コミュニケーションデザイン事業などを展開するトガルは、東京、愛知、大阪に住む21〜23歳の学生94人を対象に、企業選びの本音に関する調査を行った。それによると、まずは企業の知名度よりも社風を重んじるという、ブランドにこだわらず自分の感覚を大切にする傾向が見られたが、初任給が安い企業はイヤだというしっかりした側面も見られた。

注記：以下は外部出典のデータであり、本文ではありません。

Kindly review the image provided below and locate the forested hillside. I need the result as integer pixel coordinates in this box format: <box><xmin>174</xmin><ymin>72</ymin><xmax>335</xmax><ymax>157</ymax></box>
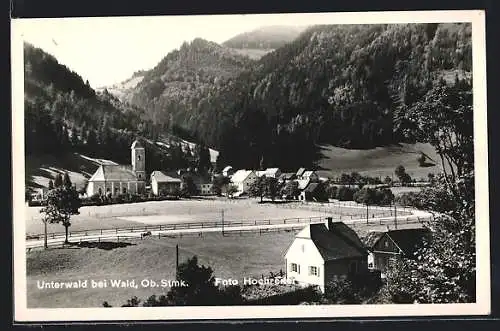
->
<box><xmin>123</xmin><ymin>38</ymin><xmax>252</xmax><ymax>134</ymax></box>
<box><xmin>123</xmin><ymin>24</ymin><xmax>472</xmax><ymax>169</ymax></box>
<box><xmin>24</xmin><ymin>44</ymin><xmax>208</xmax><ymax>191</ymax></box>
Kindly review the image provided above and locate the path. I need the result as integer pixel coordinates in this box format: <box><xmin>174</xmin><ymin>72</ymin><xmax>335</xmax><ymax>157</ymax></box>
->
<box><xmin>26</xmin><ymin>206</ymin><xmax>432</xmax><ymax>249</ymax></box>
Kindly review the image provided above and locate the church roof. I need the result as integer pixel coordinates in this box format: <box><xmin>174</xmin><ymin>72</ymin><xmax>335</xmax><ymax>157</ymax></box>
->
<box><xmin>130</xmin><ymin>139</ymin><xmax>144</xmax><ymax>148</ymax></box>
<box><xmin>151</xmin><ymin>171</ymin><xmax>182</xmax><ymax>183</ymax></box>
<box><xmin>89</xmin><ymin>164</ymin><xmax>137</xmax><ymax>182</ymax></box>
<box><xmin>296</xmin><ymin>222</ymin><xmax>367</xmax><ymax>261</ymax></box>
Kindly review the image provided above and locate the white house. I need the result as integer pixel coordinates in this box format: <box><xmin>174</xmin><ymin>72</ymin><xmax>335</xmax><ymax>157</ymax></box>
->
<box><xmin>231</xmin><ymin>170</ymin><xmax>258</xmax><ymax>193</ymax></box>
<box><xmin>222</xmin><ymin>166</ymin><xmax>234</xmax><ymax>177</ymax></box>
<box><xmin>265</xmin><ymin>168</ymin><xmax>281</xmax><ymax>179</ymax></box>
<box><xmin>86</xmin><ymin>140</ymin><xmax>146</xmax><ymax>197</ymax></box>
<box><xmin>301</xmin><ymin>170</ymin><xmax>319</xmax><ymax>182</ymax></box>
<box><xmin>151</xmin><ymin>171</ymin><xmax>182</xmax><ymax>195</ymax></box>
<box><xmin>285</xmin><ymin>218</ymin><xmax>368</xmax><ymax>292</ymax></box>
<box><xmin>255</xmin><ymin>170</ymin><xmax>266</xmax><ymax>178</ymax></box>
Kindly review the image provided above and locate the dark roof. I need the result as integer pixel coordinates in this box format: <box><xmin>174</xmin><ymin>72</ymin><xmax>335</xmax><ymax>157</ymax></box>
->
<box><xmin>304</xmin><ymin>183</ymin><xmax>319</xmax><ymax>193</ymax></box>
<box><xmin>387</xmin><ymin>228</ymin><xmax>430</xmax><ymax>255</ymax></box>
<box><xmin>130</xmin><ymin>139</ymin><xmax>144</xmax><ymax>148</ymax></box>
<box><xmin>89</xmin><ymin>164</ymin><xmax>137</xmax><ymax>182</ymax></box>
<box><xmin>279</xmin><ymin>172</ymin><xmax>295</xmax><ymax>179</ymax></box>
<box><xmin>151</xmin><ymin>171</ymin><xmax>182</xmax><ymax>183</ymax></box>
<box><xmin>309</xmin><ymin>222</ymin><xmax>367</xmax><ymax>261</ymax></box>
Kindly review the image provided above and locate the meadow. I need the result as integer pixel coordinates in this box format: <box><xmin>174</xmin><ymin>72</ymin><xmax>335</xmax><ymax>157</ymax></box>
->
<box><xmin>26</xmin><ymin>231</ymin><xmax>294</xmax><ymax>308</ymax></box>
<box><xmin>318</xmin><ymin>143</ymin><xmax>441</xmax><ymax>180</ymax></box>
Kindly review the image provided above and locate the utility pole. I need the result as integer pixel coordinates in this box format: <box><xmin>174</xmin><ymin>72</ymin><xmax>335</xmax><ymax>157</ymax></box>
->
<box><xmin>366</xmin><ymin>203</ymin><xmax>368</xmax><ymax>224</ymax></box>
<box><xmin>43</xmin><ymin>220</ymin><xmax>49</xmax><ymax>249</ymax></box>
<box><xmin>394</xmin><ymin>201</ymin><xmax>398</xmax><ymax>230</ymax></box>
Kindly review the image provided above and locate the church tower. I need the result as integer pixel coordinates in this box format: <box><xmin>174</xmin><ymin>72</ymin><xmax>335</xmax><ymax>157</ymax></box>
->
<box><xmin>130</xmin><ymin>139</ymin><xmax>146</xmax><ymax>181</ymax></box>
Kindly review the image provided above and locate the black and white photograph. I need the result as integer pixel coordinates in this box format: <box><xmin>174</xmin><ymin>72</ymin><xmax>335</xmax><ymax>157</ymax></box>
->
<box><xmin>12</xmin><ymin>11</ymin><xmax>491</xmax><ymax>321</ymax></box>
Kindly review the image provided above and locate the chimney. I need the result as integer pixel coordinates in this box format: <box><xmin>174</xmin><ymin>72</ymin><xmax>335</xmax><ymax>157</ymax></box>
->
<box><xmin>326</xmin><ymin>216</ymin><xmax>333</xmax><ymax>231</ymax></box>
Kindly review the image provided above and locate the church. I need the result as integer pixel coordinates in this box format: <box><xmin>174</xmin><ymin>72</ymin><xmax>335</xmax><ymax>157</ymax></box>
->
<box><xmin>86</xmin><ymin>140</ymin><xmax>146</xmax><ymax>197</ymax></box>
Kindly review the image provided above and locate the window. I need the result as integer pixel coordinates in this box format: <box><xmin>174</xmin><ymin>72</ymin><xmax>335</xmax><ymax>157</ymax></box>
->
<box><xmin>309</xmin><ymin>266</ymin><xmax>319</xmax><ymax>276</ymax></box>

企業の知名度を気にするかを尋ねると、知名度が高い有名企業を望む人は16パーセントにとどまった。もっとも多かったのが「一般的ではないが業界内では知名度の高い企業」(41.5パーセント)。それに僅差で迫るのが「知名度は気にしない」(40.4パーセント)だった。業界内で知名度が高い企業とは、企業の目線で信頼が厚い企業と言える。つまりは名より実を取る意義深い仕事をしたいという意欲の表れに思える。知名度を気にしない人たちは言うに及ばずだ。これらをあわせると、ブランドよりも仕事内容を重視する人が8割以上にのぼる。

では具体的にどのような企業が選ばれるのか。そこで好ましい社風を2つまであげてもらったところ、もっとも多かったのが「安定志向で落ち着いた雰囲気」だった。それに「プライベートを大切にする働き方」が僅差で続く。また3位には「社員同士のコミュニケーションが活発で仲がよい雰囲気」があげられた。「成果・実力主義」は約5パーセントにとどまった。

有名企業でバリバリ頑張るよりは、無名でも意義深い事業を行う企業の和やかな職場で、ワークライフバランスを保ちつつ働きたいというのがZ世代の本音のようだ。しかし、それがすべてではない。

この調査の詳細を見ると、エントリーで重視するポイントに「給料」をあげる人がもっとも多い。「仕事内容」はその次だ。物価高のおり、ある程度の収入を確保できなければワークライフバランスも保てない。彼らが望む初任給は、19〜21万円がボリュームゾーンだ。2025年度の大卒初任給の平均は約24万円ということだから、やや控えめだが、給与が決め手になることに変わりはない。

トガルはこの調査結果を受けて、Z世代は「どんな会社に入りたいか」よりも「どんな環境で働きたいか」を重視していると分析。そこで企業側は、誰と働くか、どんな関係を築けるかなど、SNSなどで職場の雰囲気を伝える発信を行うことが重要になる。今後は「企業の知名度や規模ではなく、社風・人間関係・働くリアルを発信できる企業」が選ばれる時代になると指摘している。